Defendant seeks dismissal of Plaintiffs' negligent misrepresentation, fraud, and warranty of habitability claims pursuant to Federal Rule of Civil Procedure 12(b)(6). [See generally #11] Defendant argues that each of the four claims at issue is preempted by the Colorado Premises Liability Act ("CPLA"). C.R.S. § 13-21-115(2). [Id. at 5-6] Even if not preempted by the CPLA, Defendant argues that: (1) the economic loss rule bars Plaintiffs' negligence claims; (2) the merger clause in the home's lease agreement bars Plaintiffs' negligence and fraud claims; (3) Plaintiffs' negligence claims were filed after the applicable statute of limitations; and (4) the Complaint does not state a claim under Colorado's warranty of habitability statute. [Id. at 7-11] The Court's jurisdiction in this matter is based on diversity of citizenship under 28 U.S.C. § 1332(a) and, therefore, the Court applies the substantive law of Colorado to determine whether Plaintiffs have sufficiently plead their First, Second, Third, and Fourth claims.

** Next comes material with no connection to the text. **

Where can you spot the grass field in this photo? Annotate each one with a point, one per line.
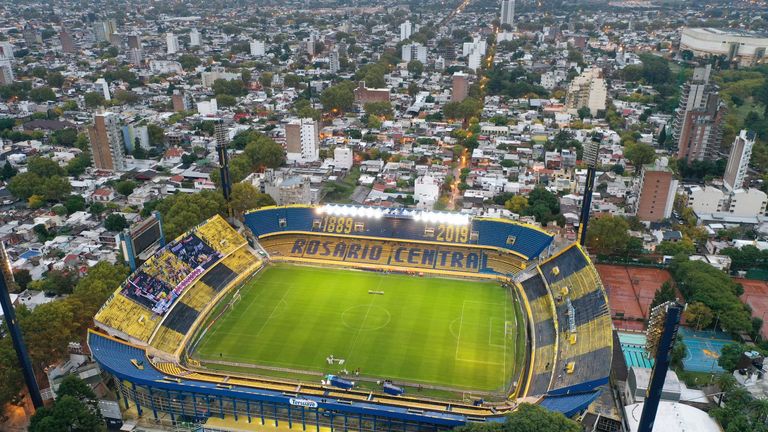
(456, 334)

The Court agrees with defendant that Plaintiffs' common law claims—the First, Second, and Third claims—are preempted by the CPLA, but disagrees as to the Fourth claim under the warranty of habitability statute. The Court additionally finds that Plaintiff has sufficiently stated a claim under the warranty of habitability statute.

Because the Court finds that these claims are preempted by the CPLA, it finds it unnecessary to address the alternative theories of economic loss, merger, and statute of limitations.

A. Colorado Premises Liability Preemption

The CPLA "delineates duties owed by landowners to third persons who enter on the land under circumstances that cause those persons to be categorized as trespassers, licensees, or invitees." Trailside Townhome Ass'n, Inc. v. Acierno, 880 P.2d 1197, 1202 (Colo. 1994) (en banc). "The statute applies to a personal injury action that meets four requirements: (1) the action involves the plaintiff's entry on the landowner's real property; (2) the plaintiff's injury occurred while on the landowner's real property; (3) the injury occurred by reason of the property's condition, activities conducted on the property, or circumstances existing on the property; and (4) the landowner breached the duty of care it owed the plaintiff under the premises liability statute's classification of trespasser, licensee, or invitee." Larrieu v. Best Buy Stores, L.P., 303 P.3d 558, 562 (Colo. 2013).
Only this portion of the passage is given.